The Bottom Line The Logitech Squeezebox Radio has an exceptional design, an unmatched variety of streaming music services, and solid sonics, making it the top value pick for Wi-Fi radios.
Logitech Squeezebox Radio
Editors' note: While the Logitech Squeezebox Radio reviewed here has been discontinued, it has been replaced by the nearly identical.
The Squeezebox Boom has been our favorite Wi-Fi radio for some time now, but any tabletop radio that costs around $300 is going to have limited appeal. The Logitech Squeezebox Radio ($200) is designed to offer almost everything that's good about Boom in a smaller package and for less money--and it succeeds. Like every Wi-Fi radio, the Squeezebox Radio can stream thousands of Internet radio stations, but it is also adept at handling music stored on a PC, tons of online music services (Pandora, Rhapsody, Slacker, Last.fm to name a few), podcasts, and even photos via Flickr. The Squeezebox Radio's physical design is uncommonly refined, with an eye-catching color screen and superb layout of the front panel controls.

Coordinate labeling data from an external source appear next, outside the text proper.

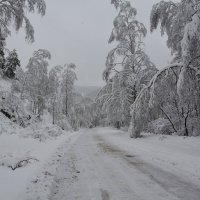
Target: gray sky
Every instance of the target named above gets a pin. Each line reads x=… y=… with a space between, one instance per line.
x=78 y=30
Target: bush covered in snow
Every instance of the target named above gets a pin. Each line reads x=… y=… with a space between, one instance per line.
x=160 y=126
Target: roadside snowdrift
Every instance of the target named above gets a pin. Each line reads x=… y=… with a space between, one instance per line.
x=24 y=153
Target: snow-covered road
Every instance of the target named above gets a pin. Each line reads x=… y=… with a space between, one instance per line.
x=104 y=165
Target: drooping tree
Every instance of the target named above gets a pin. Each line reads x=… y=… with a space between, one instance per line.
x=127 y=63
x=11 y=64
x=68 y=79
x=180 y=103
x=37 y=79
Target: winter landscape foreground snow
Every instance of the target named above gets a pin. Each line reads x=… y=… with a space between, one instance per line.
x=100 y=163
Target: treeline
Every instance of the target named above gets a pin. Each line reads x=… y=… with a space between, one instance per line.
x=30 y=90
x=137 y=94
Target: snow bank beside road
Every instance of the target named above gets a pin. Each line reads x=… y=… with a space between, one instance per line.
x=13 y=148
x=176 y=154
x=24 y=153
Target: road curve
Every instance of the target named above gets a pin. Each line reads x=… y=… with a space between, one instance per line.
x=93 y=169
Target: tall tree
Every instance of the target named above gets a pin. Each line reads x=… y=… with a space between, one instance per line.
x=12 y=62
x=37 y=79
x=15 y=11
x=126 y=63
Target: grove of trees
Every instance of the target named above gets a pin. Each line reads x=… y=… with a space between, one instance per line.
x=161 y=101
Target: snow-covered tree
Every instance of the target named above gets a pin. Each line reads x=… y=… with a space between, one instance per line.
x=11 y=64
x=37 y=79
x=15 y=11
x=179 y=104
x=127 y=65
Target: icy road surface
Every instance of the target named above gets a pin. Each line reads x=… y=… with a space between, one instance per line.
x=105 y=165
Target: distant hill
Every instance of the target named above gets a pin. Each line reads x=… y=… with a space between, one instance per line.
x=88 y=91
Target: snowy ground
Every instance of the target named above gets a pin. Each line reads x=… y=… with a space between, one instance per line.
x=105 y=164
x=102 y=164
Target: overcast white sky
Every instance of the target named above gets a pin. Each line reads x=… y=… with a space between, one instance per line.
x=78 y=30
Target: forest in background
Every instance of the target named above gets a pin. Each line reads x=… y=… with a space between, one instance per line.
x=136 y=94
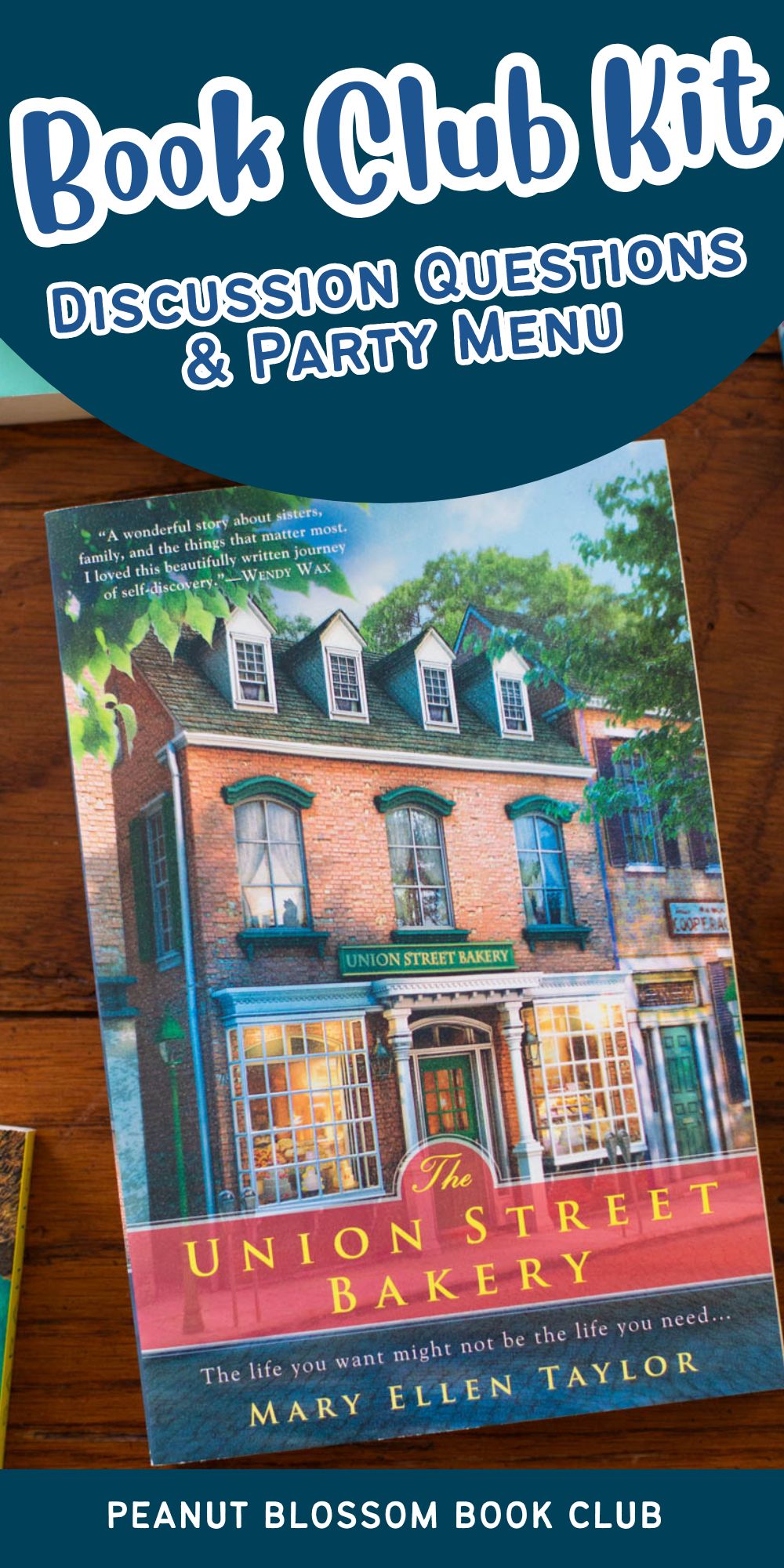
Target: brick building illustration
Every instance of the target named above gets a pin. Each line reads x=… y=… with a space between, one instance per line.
x=365 y=907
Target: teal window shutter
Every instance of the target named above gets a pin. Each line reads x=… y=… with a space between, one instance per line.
x=142 y=890
x=173 y=873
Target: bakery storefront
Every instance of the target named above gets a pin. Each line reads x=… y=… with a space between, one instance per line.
x=332 y=1086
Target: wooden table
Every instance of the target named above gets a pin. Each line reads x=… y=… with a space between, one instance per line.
x=76 y=1398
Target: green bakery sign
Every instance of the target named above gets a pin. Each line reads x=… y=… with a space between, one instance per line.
x=434 y=959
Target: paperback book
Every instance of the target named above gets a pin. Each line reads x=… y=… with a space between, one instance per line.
x=16 y=1158
x=419 y=1012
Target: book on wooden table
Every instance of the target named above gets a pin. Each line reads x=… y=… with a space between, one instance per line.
x=16 y=1158
x=421 y=1022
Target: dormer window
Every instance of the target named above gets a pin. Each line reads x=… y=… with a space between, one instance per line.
x=346 y=686
x=253 y=681
x=514 y=706
x=438 y=695
x=249 y=656
x=512 y=697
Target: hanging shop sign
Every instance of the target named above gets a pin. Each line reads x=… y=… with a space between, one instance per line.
x=697 y=918
x=432 y=959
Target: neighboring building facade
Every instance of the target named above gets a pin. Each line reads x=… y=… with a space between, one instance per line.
x=115 y=987
x=360 y=898
x=670 y=937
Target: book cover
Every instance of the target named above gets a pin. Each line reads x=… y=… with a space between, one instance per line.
x=16 y=1158
x=416 y=982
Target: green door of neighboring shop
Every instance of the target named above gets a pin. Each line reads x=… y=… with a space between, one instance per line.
x=449 y=1097
x=686 y=1095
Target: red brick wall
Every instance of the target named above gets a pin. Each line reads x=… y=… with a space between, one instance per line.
x=349 y=862
x=100 y=849
x=352 y=899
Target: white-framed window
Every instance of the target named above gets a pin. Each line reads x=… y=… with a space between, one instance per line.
x=347 y=688
x=514 y=706
x=272 y=868
x=419 y=869
x=252 y=672
x=438 y=697
x=584 y=1086
x=545 y=874
x=303 y=1111
x=253 y=680
x=512 y=697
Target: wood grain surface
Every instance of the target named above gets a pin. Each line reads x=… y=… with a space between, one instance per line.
x=76 y=1396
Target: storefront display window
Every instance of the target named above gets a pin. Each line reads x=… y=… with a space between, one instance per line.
x=303 y=1109
x=584 y=1084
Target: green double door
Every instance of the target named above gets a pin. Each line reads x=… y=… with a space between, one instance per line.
x=686 y=1094
x=449 y=1097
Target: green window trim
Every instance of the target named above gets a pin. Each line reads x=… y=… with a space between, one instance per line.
x=557 y=934
x=143 y=891
x=272 y=788
x=272 y=937
x=415 y=796
x=540 y=807
x=429 y=935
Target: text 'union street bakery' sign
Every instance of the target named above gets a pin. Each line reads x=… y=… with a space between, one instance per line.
x=697 y=918
x=449 y=959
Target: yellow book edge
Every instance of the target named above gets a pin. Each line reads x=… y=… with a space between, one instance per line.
x=16 y=1287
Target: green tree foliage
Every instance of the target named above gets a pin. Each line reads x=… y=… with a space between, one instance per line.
x=100 y=628
x=493 y=578
x=12 y=1153
x=642 y=666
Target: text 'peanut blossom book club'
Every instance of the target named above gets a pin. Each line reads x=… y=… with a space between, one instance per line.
x=416 y=982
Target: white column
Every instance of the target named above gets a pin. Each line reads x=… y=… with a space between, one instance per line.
x=664 y=1091
x=529 y=1152
x=710 y=1100
x=402 y=1044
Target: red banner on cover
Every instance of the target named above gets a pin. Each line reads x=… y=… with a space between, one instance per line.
x=452 y=1241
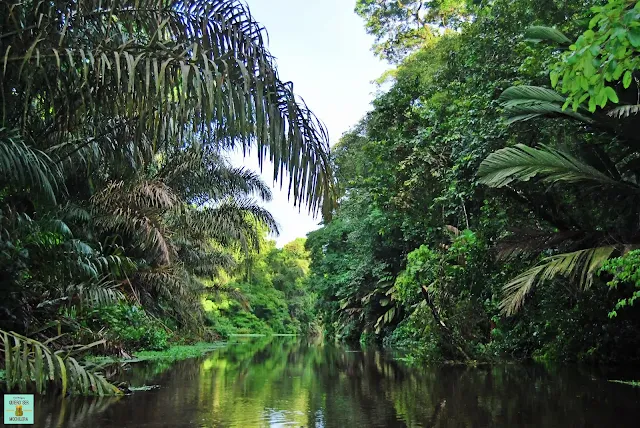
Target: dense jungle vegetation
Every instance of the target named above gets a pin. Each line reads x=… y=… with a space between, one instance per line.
x=488 y=204
x=486 y=208
x=119 y=210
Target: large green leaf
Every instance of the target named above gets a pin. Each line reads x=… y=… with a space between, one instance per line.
x=521 y=163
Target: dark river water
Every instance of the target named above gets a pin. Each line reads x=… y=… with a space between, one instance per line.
x=288 y=382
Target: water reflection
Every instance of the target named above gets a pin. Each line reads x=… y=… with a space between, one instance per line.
x=283 y=381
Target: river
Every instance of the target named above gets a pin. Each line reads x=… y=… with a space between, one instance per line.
x=288 y=382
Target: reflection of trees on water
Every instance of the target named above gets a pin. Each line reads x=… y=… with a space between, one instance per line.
x=270 y=381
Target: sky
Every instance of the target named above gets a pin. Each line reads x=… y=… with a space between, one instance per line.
x=322 y=47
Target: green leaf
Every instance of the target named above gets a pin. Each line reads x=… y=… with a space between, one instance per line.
x=611 y=94
x=634 y=37
x=626 y=80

Most of our complaints are nitpicks. Logitech charges extra for an accessory pack that includes a remote and a battery pack; $50 to make the Squeezebox Radio portable is fair, but the remote should have been included. The initial setup will be daunting to those new to streaming music over a home network, but after the initial time investment, it's smooth sailing. The Squeezebox Radio is more expensive than competing options like the Grace GDI-IR2000, the Livio Radio, and the VTech IS9181, but in this case it's worth paying extra for its outstanding design, unparalleled feature set, and solid sonics.